Под огромным дубом на скамейках сидели шесть цыганских старейшин. Высокая рада. Они отклеили на миг зады от скамейки, когда появился выборный цыганский судья — тот самый Ян, что выдумал забаву с крапивой, прокурор — какой-то захожий школяр, и «аблакат» — сладкоречивый молодой цыган с хитрыми и черными глазами.

Вокруг судилища расселись прямо на траве цыгане из окрестных таборов и немногочисленные крестьяне. За эту ночь цыганские массы успели расколоться на умеренных и неистовых. У умеренных болели головы после возлияний, им хотелось похмелиться. Неистовые опоздали к застолью и потому пылали священным гневом. Сидели рассеянные. Разговаривали.

Поднялся судья:

— Народ цыганский. Сегодня мы, уполномоченные на это, судим бывшего короля цыган Белоруссии, Литвы и Подляшья Якуба Знамеровского, аспида нечистого, волка и змея.

— Почему бывшего? — лениво спросил один высокий советник.

— А потому, что сегодня на тайном заседании суд цыганский решил принудить короля подписать абдыкацию, сиречь отречение. Пусть будет существовать отныне и во веки республика цыганская.

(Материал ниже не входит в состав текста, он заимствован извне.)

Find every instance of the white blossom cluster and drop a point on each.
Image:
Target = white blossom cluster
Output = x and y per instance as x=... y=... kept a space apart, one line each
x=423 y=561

— А что, это неплохо, — отозвался молодой взволнованный голос.

— Фига тебе, а не «неплохо», — вскипел второй высокий советник, человек со шрамом, пересекавшим глаз и левую половину лица. — Нам тут за республику все окольные паны шкуру спустят. Где найти убежище? Где коней прятать, чтобы власть не дотянулась? Где самому укрыться? Только под крыльями сильного короля… Ты, может, ту республику в борщ положишь? Или в дождь на плечи накинешь? Сопляк! Поторопились тут с вашей мужицкой республикой. Дворец штурмовали, пушку повредили, короля связали, людей его избили. А теперь сиди тут, думай, как исправлять положение. А в сейме кто будет?

Вскочил на камень и неучтиво перебил советника глава партии неистовых, тот медник, которому Якуб запретил жениться.

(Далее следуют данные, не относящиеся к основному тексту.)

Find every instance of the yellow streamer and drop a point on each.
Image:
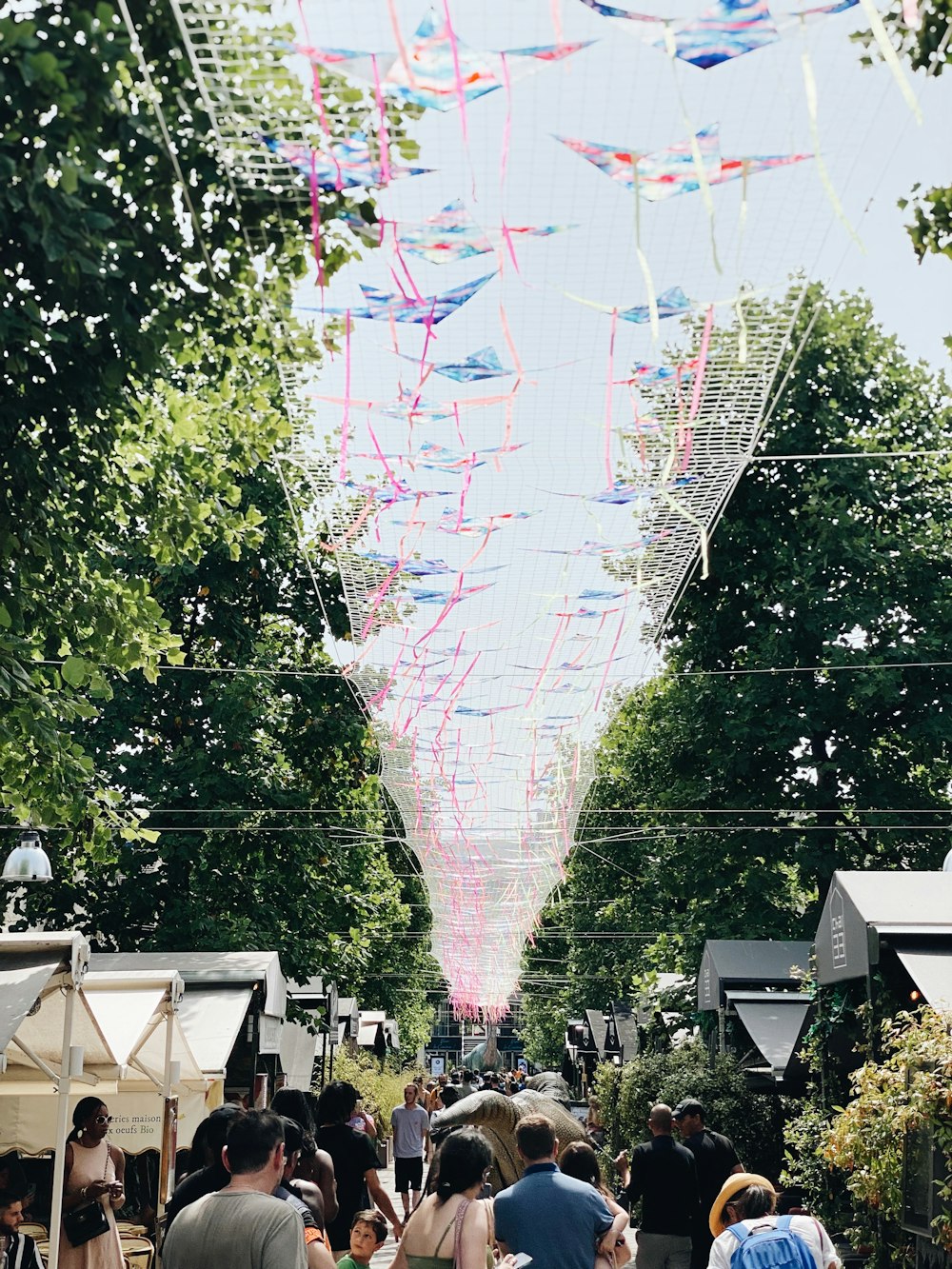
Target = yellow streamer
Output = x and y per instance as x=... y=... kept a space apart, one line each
x=670 y=46
x=811 y=106
x=891 y=57
x=684 y=511
x=742 y=331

— А что? Всем головы долой. Здесь, на площади. Дороги в белый стан цыганского счастья по крови ведут. Сечь головы! И счастье, и мир тогда будут. Воля!

— Действительно хорошо, — растроганно сказал кто-то. — Воля. Иди и бери коня. Захотел — едешь, захотел — на месте сидишь. Кони свободно переходят из рук в руки.

— Тю-у! Заврался! Разве кто на такую волю пойдет, — загудели голоса.

Суд не получался. С трудом удалось заставить всех замолчать.

Слово взял прокурор в длинной школярской свитке:

— Люди! Великая орда цыганская! Я обвиняю короля Якуба в злоупотреблениях властью, несправедливых приговорах и чрезмерных поборах.

— Я король, — с достоинством сказал Якуб, который находился под стражей на скамейке.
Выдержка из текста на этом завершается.